If you’re running WiredTiger, we recommend you run the compact operation when the storage has reached 80% of the disk size. You can do this by triggering ‘Compact’ operation from our details page.

Repair MongoDB

MongoDB repair operation repairs all errors and inconsistencies in data storage, similar to the fcsk command for a file system. This command ensures the data integrity after an unexpected shutdown or crash. However, if journaling is enabled on the server, then there is no requirement of repair as the server uses the journal to get into the clean state automatically after restart. If your database has been corrupted, then a repair database would not save the corrupt data, so it’s not recommended to use this operation for data recovery when you have other options.

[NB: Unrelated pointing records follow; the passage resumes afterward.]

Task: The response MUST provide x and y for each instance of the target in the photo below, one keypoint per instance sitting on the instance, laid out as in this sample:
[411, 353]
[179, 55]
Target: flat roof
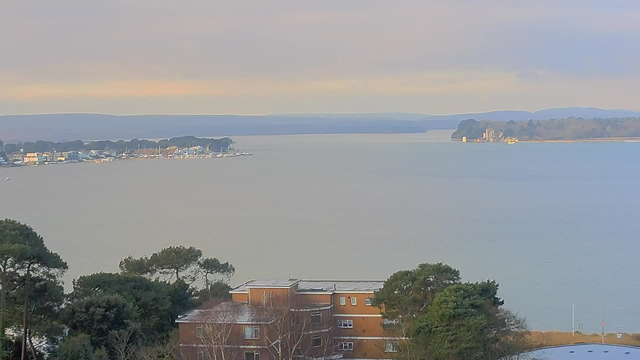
[272, 283]
[585, 352]
[314, 286]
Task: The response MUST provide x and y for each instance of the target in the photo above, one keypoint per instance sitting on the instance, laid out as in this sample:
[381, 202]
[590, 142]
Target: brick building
[285, 319]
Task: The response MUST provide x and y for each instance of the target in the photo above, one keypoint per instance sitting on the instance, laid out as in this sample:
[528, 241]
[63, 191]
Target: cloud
[339, 53]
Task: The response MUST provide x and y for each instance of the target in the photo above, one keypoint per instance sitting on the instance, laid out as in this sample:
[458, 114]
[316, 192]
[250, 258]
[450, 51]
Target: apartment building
[283, 319]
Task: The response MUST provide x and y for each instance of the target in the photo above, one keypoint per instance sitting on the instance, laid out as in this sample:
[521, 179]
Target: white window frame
[315, 315]
[345, 324]
[368, 301]
[254, 330]
[256, 355]
[391, 346]
[314, 338]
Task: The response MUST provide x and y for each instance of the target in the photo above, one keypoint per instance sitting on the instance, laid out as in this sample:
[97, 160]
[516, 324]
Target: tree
[152, 300]
[23, 252]
[213, 266]
[100, 316]
[11, 246]
[406, 294]
[174, 260]
[75, 348]
[141, 266]
[217, 289]
[465, 322]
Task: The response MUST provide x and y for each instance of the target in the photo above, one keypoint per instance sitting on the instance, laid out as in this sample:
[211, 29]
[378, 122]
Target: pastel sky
[298, 56]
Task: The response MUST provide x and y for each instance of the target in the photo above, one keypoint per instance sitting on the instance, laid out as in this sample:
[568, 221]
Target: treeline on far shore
[556, 129]
[212, 144]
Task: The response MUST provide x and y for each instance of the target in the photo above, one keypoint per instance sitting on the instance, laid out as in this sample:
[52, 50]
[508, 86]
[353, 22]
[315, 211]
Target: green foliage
[213, 267]
[556, 129]
[174, 260]
[100, 316]
[153, 300]
[141, 266]
[75, 348]
[406, 294]
[217, 290]
[26, 266]
[120, 145]
[443, 319]
[464, 322]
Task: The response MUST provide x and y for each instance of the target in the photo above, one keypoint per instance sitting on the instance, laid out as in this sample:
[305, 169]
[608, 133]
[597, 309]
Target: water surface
[554, 223]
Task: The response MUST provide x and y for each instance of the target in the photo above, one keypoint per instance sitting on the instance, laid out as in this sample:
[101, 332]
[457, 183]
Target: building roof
[314, 286]
[272, 283]
[586, 352]
[230, 313]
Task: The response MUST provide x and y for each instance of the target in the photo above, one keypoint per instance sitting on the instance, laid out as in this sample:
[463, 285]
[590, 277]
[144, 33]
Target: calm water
[555, 224]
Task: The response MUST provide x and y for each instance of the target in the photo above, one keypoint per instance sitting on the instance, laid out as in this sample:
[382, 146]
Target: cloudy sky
[297, 56]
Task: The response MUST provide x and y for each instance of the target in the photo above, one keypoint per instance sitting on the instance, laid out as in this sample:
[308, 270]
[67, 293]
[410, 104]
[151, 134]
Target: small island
[569, 129]
[48, 152]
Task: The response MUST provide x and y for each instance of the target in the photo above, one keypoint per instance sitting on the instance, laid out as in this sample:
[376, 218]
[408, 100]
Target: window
[316, 341]
[389, 322]
[316, 319]
[368, 301]
[390, 346]
[345, 324]
[251, 332]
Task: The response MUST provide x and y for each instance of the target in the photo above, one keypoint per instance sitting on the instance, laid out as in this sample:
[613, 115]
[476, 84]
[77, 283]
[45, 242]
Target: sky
[297, 56]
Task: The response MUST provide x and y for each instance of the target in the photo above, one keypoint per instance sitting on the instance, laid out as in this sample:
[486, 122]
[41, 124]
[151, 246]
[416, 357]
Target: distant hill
[65, 127]
[571, 128]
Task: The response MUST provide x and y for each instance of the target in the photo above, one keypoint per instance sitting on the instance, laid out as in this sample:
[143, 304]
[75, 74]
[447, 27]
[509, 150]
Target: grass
[555, 338]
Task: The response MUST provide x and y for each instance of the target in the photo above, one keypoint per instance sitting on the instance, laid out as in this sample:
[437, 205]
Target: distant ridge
[65, 127]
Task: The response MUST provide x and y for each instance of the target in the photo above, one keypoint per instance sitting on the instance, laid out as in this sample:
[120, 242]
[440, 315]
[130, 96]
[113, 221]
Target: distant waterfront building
[307, 319]
[33, 158]
[489, 135]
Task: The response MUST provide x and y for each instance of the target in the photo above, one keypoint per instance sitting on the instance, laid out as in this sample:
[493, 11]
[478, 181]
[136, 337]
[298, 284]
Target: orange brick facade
[338, 321]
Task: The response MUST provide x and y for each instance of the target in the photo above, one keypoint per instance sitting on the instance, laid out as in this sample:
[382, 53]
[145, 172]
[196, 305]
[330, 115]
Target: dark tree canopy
[140, 266]
[406, 294]
[99, 316]
[75, 348]
[151, 299]
[444, 319]
[175, 260]
[465, 322]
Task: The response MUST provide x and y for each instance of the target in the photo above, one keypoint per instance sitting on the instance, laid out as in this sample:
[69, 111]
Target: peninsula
[572, 128]
[48, 152]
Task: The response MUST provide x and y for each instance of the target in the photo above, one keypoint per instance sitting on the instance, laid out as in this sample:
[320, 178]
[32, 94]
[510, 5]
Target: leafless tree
[290, 335]
[219, 333]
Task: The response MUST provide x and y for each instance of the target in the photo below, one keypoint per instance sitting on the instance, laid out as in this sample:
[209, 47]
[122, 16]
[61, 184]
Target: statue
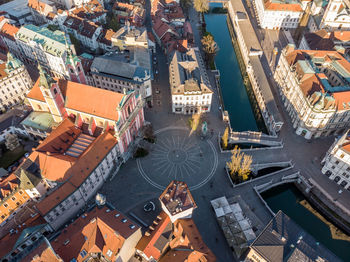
[204, 128]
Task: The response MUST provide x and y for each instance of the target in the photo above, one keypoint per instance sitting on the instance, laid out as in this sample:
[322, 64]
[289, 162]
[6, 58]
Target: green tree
[11, 142]
[201, 6]
[76, 44]
[186, 4]
[239, 165]
[224, 138]
[112, 22]
[53, 27]
[210, 47]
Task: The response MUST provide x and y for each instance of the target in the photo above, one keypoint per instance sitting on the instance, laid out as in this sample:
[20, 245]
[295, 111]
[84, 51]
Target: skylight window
[83, 253]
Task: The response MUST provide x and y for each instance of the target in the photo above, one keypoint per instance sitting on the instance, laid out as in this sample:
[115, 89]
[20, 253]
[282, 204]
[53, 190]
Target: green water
[234, 93]
[242, 117]
[287, 198]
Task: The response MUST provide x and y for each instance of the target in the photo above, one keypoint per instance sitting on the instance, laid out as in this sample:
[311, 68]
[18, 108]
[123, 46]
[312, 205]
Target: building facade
[336, 163]
[15, 82]
[276, 14]
[314, 86]
[93, 108]
[173, 235]
[124, 71]
[336, 16]
[52, 50]
[120, 237]
[75, 164]
[190, 87]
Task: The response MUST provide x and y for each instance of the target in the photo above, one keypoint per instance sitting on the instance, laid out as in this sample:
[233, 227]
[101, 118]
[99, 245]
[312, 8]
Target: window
[109, 253]
[83, 253]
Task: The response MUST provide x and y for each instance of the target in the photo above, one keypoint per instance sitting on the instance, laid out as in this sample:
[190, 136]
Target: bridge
[257, 138]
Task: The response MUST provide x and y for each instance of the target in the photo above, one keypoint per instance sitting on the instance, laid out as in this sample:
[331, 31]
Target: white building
[52, 50]
[128, 36]
[177, 201]
[7, 34]
[337, 15]
[124, 71]
[18, 11]
[336, 163]
[277, 14]
[15, 82]
[85, 31]
[314, 86]
[190, 87]
[77, 173]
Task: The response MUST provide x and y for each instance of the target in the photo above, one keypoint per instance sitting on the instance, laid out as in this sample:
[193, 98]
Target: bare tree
[224, 139]
[210, 47]
[11, 142]
[201, 6]
[239, 165]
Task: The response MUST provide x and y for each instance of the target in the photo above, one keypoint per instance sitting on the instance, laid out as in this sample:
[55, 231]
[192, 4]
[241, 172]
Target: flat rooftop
[39, 120]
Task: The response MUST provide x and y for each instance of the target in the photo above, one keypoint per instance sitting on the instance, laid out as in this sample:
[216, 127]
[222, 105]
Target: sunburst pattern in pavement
[176, 155]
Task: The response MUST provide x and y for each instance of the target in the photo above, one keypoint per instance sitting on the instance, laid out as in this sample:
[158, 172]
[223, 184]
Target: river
[237, 103]
[287, 199]
[234, 93]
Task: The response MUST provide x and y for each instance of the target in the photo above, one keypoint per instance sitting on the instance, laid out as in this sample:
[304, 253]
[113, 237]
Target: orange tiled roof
[177, 192]
[283, 7]
[37, 5]
[9, 31]
[95, 232]
[94, 101]
[84, 98]
[10, 196]
[79, 170]
[43, 253]
[147, 242]
[8, 242]
[188, 237]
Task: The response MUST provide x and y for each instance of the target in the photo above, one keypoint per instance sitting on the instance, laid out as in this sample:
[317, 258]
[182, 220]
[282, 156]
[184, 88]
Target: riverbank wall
[312, 195]
[251, 52]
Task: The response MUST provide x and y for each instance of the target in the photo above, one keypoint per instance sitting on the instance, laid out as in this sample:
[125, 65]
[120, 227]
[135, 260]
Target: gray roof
[134, 63]
[283, 240]
[12, 118]
[187, 73]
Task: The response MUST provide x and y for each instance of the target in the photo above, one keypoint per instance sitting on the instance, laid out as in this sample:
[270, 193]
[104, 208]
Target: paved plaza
[179, 155]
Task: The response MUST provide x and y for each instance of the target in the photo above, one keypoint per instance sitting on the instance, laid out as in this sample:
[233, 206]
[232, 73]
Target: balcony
[131, 117]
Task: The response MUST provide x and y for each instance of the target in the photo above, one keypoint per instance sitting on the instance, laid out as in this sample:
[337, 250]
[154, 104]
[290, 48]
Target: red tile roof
[43, 253]
[283, 7]
[147, 242]
[177, 197]
[8, 242]
[75, 172]
[84, 98]
[9, 31]
[97, 231]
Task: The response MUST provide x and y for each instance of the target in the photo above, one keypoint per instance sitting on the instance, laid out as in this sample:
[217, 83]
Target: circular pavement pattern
[180, 156]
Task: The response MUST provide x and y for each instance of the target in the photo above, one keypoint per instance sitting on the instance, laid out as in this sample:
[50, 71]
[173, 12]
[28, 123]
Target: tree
[76, 44]
[224, 139]
[244, 170]
[185, 4]
[201, 6]
[239, 165]
[53, 27]
[112, 22]
[194, 122]
[148, 133]
[210, 47]
[11, 142]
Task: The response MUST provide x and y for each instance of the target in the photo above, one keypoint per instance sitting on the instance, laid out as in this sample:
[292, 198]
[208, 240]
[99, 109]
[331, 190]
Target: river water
[237, 103]
[234, 94]
[287, 199]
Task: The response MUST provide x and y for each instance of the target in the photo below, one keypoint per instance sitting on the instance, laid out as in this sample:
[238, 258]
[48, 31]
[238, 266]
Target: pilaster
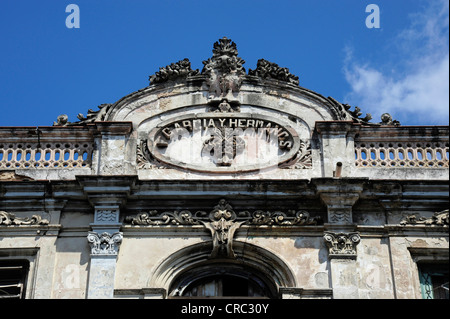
[340, 235]
[337, 147]
[107, 194]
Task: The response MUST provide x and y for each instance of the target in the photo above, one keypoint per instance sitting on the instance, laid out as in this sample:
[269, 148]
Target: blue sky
[47, 69]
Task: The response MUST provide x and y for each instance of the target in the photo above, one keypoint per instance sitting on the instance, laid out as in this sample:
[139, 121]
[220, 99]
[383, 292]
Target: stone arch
[192, 262]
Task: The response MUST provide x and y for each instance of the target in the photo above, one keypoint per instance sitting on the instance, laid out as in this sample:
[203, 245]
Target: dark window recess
[225, 286]
[434, 281]
[13, 276]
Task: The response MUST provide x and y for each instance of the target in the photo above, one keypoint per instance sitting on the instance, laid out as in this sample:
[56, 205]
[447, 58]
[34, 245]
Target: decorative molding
[145, 159]
[438, 219]
[342, 244]
[256, 218]
[12, 176]
[223, 222]
[224, 144]
[222, 226]
[302, 160]
[265, 69]
[174, 71]
[175, 218]
[340, 216]
[225, 107]
[224, 70]
[106, 216]
[104, 243]
[8, 219]
[386, 119]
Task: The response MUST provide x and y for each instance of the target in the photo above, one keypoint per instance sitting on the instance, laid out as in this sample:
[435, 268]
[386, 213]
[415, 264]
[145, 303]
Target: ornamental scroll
[223, 222]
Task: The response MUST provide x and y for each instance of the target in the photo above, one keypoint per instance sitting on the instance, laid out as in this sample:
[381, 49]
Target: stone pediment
[223, 118]
[178, 87]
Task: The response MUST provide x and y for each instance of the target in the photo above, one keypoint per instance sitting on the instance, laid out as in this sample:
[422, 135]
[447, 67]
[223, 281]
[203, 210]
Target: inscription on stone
[223, 142]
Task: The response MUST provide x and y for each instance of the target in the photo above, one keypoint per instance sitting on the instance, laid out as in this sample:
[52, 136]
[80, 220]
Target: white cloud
[420, 94]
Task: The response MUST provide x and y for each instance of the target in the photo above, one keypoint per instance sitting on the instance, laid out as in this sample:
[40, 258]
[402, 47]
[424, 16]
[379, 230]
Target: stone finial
[224, 70]
[265, 69]
[174, 71]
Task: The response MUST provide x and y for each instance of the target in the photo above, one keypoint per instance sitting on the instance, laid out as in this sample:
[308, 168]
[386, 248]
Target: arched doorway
[191, 273]
[223, 280]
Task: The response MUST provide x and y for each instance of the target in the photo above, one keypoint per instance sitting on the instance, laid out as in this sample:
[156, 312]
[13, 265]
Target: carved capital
[104, 243]
[342, 245]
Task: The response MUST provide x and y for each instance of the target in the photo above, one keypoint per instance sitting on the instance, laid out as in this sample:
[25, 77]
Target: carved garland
[223, 222]
[8, 219]
[342, 244]
[104, 243]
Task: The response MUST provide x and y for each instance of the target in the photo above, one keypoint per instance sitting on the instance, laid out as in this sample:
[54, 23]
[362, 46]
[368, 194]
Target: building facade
[224, 182]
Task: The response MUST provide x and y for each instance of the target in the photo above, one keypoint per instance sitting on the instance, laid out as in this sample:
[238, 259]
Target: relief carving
[105, 243]
[8, 219]
[224, 70]
[265, 69]
[174, 71]
[438, 219]
[342, 244]
[223, 222]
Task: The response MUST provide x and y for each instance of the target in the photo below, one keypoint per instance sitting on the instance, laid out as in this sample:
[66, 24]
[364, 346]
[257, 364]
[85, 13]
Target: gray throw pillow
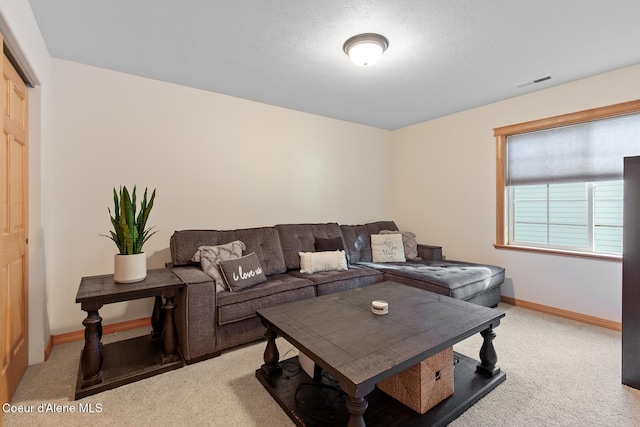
[409, 242]
[242, 273]
[209, 256]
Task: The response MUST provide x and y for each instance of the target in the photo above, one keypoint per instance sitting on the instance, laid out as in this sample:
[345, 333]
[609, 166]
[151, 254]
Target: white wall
[216, 161]
[21, 32]
[444, 191]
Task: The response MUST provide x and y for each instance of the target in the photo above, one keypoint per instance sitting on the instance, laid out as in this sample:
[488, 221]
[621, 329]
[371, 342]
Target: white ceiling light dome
[365, 49]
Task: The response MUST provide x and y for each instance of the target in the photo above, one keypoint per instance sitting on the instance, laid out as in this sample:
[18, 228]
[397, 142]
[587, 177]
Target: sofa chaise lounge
[210, 320]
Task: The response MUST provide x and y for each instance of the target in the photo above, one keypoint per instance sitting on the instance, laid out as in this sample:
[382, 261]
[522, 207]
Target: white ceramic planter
[130, 268]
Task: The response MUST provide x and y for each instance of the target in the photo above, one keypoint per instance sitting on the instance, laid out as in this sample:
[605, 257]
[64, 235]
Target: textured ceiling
[444, 56]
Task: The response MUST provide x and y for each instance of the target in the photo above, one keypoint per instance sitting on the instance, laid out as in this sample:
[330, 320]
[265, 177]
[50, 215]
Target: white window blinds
[586, 152]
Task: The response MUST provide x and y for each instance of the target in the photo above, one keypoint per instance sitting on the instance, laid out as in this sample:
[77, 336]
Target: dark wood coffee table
[358, 349]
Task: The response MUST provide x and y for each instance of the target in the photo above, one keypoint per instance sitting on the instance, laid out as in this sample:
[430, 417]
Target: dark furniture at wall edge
[631, 274]
[209, 322]
[104, 367]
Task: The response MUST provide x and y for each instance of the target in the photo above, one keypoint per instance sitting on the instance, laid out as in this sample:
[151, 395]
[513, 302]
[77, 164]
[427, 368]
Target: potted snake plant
[130, 233]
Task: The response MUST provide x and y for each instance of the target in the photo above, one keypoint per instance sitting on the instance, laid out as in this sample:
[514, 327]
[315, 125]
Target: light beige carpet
[559, 373]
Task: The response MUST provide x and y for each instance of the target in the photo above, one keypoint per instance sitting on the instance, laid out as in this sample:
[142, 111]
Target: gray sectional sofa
[209, 322]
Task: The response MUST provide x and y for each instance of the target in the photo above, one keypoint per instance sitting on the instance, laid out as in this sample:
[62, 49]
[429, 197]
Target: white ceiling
[444, 56]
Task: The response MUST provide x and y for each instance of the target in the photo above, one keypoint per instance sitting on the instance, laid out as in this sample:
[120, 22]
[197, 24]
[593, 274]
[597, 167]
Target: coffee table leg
[157, 319]
[92, 356]
[356, 407]
[271, 354]
[169, 333]
[488, 356]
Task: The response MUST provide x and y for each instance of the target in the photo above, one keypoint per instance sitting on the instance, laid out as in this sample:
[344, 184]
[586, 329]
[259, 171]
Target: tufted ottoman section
[461, 280]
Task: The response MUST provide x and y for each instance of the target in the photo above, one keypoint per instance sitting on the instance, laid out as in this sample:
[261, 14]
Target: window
[559, 181]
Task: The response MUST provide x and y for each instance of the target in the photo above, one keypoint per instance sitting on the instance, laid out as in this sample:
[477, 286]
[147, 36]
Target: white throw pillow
[312, 262]
[387, 248]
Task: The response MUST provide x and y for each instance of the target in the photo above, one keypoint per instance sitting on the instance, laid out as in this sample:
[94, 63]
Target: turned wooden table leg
[356, 406]
[488, 356]
[271, 354]
[169, 333]
[92, 355]
[157, 319]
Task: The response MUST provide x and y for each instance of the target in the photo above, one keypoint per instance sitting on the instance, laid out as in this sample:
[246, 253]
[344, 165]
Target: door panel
[13, 232]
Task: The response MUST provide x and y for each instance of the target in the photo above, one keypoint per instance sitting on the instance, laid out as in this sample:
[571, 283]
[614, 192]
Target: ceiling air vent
[540, 80]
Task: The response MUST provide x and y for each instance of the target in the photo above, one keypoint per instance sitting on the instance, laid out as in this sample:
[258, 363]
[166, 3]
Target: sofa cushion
[312, 262]
[387, 248]
[328, 282]
[357, 239]
[296, 238]
[278, 289]
[332, 244]
[242, 273]
[264, 241]
[456, 279]
[185, 243]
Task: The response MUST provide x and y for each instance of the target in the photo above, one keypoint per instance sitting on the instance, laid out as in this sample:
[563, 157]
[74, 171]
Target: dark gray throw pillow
[333, 244]
[242, 273]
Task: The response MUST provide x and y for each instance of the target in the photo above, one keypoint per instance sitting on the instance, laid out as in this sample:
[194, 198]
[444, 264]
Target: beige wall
[444, 190]
[223, 162]
[216, 161]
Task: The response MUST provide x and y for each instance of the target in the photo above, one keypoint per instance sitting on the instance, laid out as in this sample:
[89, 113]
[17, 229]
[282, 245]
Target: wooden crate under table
[424, 385]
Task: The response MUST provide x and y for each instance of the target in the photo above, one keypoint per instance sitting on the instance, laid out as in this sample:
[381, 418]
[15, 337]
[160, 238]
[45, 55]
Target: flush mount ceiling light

For MMAPv1,  repair database is the only way to reclaim disk space if you think your database has not been corrupted and has enough space required by the repair operation. The syntax of the command is:

db.runCommand({repairDatabase: 1})
  • This command compacts all collections in the database and recreates all indexes.
  • The job requires free disk space equal to the size of your current data set plus 2 gigabytes.

At ScaleGrid, we use the repairDatabase operation to reclaim free space for MMAPv1 engine clusters.